With the Performance Monitor console, a number of important memory-related counters can help in establishing an accurate representation of the system’s memory requirements. The primary memory counters that provide information about hard pages (pages that are causing the information to be swapped between the memory and the hard disk) are as follows:

Memory— Pages/sec—The values of this counter should range from 5 to 20. Values consistently higher than 10 are indicative of potential performance problems, whereas values consistently higher than 20 might cause noticeable and significant performance hits. The trend of these values is impacted by the amount of physical memory installed in the server.
Memory— Page Faults/sec—This counter, together with the Memory—Cache Faults/sec and Memory—Transition Faults/sec counters, can provide valuable information about page faults that are not committed to disk. They were not committed to disk because the memory manager allocated those pages to a standby list. Most systems today can handle a large number of page faults, but it is important to correlate these numbers with the Pages/sec counter as well to determine whether Exchange Server is configured with enough memory.

Improving Virtual Memory Usage

Calculating the correct amount of virtual memory is one of the more challenging parts of planning a server’s memory requirements. While trying to anticipate growing usage demands, it is critical that the server has an adequate amount of virtual memory for all applications and the operating system. This is no different for Exchange Server 2010.

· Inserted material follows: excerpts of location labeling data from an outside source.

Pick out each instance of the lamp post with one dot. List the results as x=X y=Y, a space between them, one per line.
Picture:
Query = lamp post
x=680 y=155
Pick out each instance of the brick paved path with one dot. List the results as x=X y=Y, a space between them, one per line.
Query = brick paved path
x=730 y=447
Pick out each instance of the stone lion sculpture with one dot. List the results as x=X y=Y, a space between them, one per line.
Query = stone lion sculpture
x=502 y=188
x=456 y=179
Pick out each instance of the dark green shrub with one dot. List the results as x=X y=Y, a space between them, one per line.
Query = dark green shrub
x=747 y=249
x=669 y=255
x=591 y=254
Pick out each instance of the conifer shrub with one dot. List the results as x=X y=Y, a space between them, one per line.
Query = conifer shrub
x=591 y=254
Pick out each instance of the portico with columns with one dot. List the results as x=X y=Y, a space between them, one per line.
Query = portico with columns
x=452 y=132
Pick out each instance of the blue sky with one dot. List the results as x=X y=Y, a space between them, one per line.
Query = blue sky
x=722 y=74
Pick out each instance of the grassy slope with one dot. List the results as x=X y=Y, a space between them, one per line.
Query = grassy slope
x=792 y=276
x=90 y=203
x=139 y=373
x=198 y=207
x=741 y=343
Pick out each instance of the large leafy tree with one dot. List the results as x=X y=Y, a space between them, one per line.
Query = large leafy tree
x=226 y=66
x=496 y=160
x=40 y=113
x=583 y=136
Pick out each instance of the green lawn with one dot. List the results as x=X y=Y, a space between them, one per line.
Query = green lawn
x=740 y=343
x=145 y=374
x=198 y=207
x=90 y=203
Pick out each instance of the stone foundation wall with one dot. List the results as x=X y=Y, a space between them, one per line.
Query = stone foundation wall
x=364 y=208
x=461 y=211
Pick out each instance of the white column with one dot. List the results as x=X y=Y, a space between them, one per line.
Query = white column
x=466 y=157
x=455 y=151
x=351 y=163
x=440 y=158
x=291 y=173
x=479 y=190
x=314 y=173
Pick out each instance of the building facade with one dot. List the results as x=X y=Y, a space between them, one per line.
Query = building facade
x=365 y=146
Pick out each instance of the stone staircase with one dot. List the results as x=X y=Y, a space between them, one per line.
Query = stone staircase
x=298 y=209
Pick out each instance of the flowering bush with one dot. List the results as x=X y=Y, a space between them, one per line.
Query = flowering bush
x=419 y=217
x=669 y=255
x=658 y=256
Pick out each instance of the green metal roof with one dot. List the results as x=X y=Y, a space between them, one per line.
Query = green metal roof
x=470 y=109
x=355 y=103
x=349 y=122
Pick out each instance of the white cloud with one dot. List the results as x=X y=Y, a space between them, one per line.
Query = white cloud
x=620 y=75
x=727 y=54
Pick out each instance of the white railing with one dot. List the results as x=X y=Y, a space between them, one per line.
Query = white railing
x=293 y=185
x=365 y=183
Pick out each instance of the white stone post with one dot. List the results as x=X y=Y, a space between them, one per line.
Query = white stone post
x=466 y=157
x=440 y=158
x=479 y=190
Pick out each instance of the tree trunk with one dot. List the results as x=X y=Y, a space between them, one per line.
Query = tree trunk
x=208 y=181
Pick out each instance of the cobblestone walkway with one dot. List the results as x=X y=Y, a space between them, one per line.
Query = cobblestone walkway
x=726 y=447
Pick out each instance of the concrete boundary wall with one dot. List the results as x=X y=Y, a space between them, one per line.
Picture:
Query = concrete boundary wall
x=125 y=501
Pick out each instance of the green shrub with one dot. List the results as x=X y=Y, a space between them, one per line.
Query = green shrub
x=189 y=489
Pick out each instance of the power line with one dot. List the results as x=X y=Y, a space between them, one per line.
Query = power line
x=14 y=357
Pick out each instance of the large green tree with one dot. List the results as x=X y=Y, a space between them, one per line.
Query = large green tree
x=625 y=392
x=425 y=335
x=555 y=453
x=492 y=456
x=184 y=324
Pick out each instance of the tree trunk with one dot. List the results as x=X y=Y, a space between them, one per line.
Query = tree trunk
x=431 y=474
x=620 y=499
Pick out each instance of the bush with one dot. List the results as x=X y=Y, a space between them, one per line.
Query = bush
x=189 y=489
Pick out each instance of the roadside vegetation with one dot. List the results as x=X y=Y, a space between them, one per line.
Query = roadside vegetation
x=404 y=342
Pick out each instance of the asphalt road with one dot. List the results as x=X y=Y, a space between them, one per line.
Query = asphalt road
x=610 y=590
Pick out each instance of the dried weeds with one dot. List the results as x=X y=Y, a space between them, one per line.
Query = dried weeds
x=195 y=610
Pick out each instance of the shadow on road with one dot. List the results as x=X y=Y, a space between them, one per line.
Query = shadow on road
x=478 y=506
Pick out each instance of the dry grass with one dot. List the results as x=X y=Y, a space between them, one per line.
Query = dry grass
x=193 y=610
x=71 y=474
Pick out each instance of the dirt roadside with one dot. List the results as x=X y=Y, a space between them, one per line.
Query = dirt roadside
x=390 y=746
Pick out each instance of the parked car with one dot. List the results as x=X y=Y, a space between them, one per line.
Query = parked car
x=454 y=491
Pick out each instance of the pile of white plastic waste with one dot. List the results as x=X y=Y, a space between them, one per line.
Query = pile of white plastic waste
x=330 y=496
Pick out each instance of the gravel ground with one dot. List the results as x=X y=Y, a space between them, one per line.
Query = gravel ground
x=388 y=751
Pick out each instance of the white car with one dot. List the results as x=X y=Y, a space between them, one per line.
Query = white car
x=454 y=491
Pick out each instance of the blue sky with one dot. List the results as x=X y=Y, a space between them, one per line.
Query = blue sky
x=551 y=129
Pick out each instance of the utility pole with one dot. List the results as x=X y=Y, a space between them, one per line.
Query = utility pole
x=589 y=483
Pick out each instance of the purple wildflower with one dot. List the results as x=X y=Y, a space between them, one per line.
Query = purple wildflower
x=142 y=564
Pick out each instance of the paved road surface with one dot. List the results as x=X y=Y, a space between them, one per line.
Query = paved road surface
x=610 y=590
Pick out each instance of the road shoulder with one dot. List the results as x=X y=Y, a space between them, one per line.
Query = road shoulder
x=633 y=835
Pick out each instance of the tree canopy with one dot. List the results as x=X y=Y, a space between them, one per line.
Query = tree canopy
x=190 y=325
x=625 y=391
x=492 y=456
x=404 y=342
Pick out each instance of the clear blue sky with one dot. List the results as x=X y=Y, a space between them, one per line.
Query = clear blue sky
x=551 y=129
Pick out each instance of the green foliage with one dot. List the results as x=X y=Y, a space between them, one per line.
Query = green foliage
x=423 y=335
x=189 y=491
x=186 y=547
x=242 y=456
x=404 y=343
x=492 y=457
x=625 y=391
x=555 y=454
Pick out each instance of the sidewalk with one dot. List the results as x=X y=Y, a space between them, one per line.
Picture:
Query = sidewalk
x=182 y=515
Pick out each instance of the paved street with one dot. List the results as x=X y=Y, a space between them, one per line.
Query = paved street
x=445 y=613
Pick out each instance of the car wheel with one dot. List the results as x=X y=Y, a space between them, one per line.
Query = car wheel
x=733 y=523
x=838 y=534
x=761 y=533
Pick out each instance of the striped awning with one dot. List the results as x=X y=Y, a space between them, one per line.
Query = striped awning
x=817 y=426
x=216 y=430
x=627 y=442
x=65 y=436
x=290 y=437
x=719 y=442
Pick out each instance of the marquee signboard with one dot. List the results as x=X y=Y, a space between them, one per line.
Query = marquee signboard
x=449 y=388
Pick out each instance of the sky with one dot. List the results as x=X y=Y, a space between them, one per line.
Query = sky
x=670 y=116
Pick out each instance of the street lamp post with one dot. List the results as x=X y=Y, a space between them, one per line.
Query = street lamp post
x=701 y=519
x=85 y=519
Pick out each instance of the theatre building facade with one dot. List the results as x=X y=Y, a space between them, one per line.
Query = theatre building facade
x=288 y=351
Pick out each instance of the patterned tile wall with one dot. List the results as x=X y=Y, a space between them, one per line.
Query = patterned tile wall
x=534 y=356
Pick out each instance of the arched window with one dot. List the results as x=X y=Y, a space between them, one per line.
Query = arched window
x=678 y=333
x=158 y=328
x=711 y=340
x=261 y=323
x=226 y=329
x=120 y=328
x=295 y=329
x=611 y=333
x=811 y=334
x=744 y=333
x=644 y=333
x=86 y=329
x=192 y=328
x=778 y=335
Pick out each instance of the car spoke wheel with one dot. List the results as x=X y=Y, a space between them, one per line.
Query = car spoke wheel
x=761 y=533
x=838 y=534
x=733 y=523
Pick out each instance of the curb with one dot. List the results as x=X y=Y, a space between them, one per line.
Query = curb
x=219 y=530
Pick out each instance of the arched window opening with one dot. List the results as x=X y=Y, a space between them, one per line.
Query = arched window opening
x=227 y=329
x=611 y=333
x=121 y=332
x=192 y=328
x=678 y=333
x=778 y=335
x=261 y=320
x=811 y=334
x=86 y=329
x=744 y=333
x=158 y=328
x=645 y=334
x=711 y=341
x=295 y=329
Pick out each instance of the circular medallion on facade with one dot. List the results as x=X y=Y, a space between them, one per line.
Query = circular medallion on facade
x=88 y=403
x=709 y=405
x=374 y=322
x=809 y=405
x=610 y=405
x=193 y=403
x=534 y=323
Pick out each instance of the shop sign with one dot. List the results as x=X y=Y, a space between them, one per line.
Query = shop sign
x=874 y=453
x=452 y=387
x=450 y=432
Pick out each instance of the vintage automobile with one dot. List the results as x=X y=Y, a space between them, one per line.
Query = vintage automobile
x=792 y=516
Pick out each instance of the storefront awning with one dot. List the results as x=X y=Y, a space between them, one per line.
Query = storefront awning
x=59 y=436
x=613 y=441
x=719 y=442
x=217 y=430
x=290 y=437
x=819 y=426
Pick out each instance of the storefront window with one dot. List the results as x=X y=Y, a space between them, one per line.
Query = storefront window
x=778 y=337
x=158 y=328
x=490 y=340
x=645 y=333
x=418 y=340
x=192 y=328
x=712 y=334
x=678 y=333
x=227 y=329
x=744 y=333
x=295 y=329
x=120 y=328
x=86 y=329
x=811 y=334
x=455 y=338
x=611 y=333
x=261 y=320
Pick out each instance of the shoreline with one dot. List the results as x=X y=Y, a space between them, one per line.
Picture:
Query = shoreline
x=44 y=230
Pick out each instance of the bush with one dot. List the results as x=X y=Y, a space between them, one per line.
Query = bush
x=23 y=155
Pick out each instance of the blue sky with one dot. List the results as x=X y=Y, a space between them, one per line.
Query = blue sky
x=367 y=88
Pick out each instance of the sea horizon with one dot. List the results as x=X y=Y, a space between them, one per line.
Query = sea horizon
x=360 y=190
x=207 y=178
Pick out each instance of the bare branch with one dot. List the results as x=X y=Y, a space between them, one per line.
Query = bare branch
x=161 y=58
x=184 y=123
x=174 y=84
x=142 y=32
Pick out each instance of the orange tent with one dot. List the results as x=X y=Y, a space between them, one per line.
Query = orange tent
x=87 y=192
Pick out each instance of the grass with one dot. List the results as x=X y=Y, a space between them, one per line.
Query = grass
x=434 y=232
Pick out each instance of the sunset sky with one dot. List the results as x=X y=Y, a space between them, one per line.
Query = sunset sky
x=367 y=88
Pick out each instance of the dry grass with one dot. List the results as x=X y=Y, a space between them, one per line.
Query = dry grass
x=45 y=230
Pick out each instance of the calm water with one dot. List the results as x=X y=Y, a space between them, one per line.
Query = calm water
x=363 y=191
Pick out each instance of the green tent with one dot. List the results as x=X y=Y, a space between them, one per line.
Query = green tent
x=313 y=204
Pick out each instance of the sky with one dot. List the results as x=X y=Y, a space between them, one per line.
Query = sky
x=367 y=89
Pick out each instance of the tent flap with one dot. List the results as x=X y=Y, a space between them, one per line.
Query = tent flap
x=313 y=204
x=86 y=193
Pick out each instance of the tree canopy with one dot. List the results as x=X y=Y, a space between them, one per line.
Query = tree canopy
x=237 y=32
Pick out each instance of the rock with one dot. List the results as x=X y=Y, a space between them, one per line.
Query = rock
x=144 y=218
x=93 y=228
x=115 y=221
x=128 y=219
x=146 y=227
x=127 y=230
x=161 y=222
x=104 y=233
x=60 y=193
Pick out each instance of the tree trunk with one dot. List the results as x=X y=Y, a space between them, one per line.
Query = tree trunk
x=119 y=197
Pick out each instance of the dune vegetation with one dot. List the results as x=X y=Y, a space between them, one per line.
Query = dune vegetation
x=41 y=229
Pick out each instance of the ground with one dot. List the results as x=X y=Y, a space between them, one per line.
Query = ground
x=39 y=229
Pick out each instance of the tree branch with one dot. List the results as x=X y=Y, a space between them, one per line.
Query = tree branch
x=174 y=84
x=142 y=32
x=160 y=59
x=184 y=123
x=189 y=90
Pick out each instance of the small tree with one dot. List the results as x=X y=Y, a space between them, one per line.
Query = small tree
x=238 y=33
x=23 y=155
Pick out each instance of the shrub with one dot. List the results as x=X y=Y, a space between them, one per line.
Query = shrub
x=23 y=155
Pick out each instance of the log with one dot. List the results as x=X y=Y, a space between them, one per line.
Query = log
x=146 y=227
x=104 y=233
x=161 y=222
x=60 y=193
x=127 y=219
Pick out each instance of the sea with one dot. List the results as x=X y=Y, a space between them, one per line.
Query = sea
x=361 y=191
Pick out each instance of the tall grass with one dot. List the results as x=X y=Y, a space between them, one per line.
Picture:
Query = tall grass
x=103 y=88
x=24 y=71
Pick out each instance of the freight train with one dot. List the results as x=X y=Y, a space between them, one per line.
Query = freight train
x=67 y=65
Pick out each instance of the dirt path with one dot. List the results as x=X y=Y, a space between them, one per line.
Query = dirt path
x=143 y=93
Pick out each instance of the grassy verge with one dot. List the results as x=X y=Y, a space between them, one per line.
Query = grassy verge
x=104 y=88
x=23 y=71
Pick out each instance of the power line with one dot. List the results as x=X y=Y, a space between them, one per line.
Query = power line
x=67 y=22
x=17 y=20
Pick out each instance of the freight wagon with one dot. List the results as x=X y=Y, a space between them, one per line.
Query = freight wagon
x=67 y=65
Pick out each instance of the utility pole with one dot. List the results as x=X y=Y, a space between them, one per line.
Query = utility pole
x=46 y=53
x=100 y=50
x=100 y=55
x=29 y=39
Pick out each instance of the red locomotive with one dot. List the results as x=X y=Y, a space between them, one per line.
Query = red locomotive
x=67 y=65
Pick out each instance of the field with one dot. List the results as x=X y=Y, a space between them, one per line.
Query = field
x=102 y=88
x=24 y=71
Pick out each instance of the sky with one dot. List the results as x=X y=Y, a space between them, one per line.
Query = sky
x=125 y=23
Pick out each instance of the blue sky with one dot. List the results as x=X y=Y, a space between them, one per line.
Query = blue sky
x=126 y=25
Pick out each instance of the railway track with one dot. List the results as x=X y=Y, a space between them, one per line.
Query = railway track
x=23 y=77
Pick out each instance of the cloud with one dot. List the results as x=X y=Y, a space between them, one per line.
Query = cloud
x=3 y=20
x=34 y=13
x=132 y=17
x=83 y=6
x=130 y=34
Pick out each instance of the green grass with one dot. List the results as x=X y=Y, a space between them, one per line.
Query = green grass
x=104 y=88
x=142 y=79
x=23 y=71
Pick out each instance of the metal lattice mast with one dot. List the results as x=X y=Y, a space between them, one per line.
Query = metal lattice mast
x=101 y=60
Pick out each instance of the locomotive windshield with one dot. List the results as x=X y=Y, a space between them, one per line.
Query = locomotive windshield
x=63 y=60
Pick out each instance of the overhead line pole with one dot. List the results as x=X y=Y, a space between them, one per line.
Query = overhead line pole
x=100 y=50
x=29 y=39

Virtual memory refers to the amount of disk space that is used by Windows Server 2008 and applications as physical memory gets low or when applications need to swap data out of physical memory. Windows Server 2008 uses 1.5 times the amount of random access memory (RAM) as the minimum paging file size by default, which for many systems is adequate. However, it is important to monitor memory counters to determine whether this amount is truly sufficient for that particular server’s resource requirements. Another important consideration is the maximum size setting for the paging file. As a best practice, this setting should be at least 50% more than the minimum value to enable paging file growth, should the system require it. If the minimum and maximum settings are configured with the same value, there is a greater risk that the system could experience severe performance problems or even crash.

The most indicative sign of low virtual memory is the presence of 9582 warning events logged by the Microsoft Exchange Information Store service that can severely impact and degrade the Exchange server’s message-processing abilities. These warning events are indicative of virtual memory going below 32MB. If unnoticed or left unattended, these warning messages might cause services to stop or the entire system to crash.

Tip

Use the Performance snap-in to set an alert for Event ID 9582. This helps proactively address any virtual memory problems and possibly prevent unnecessary downtime.

To get an accurate portrayal of how Exchange Server 2010 is using virtual memory, monitor the following counters within the MSExchangeIS object:

VM Largest Block Size— This counter should consistently be above 32MB.
VM Total 16MB Free Blocks— This counter should remain over three 16MB blocks.
VM Total Free Blocks— This value is specific to your messaging environment.
VM Total Large Free Block Bytes— This counter should stay above 50MB.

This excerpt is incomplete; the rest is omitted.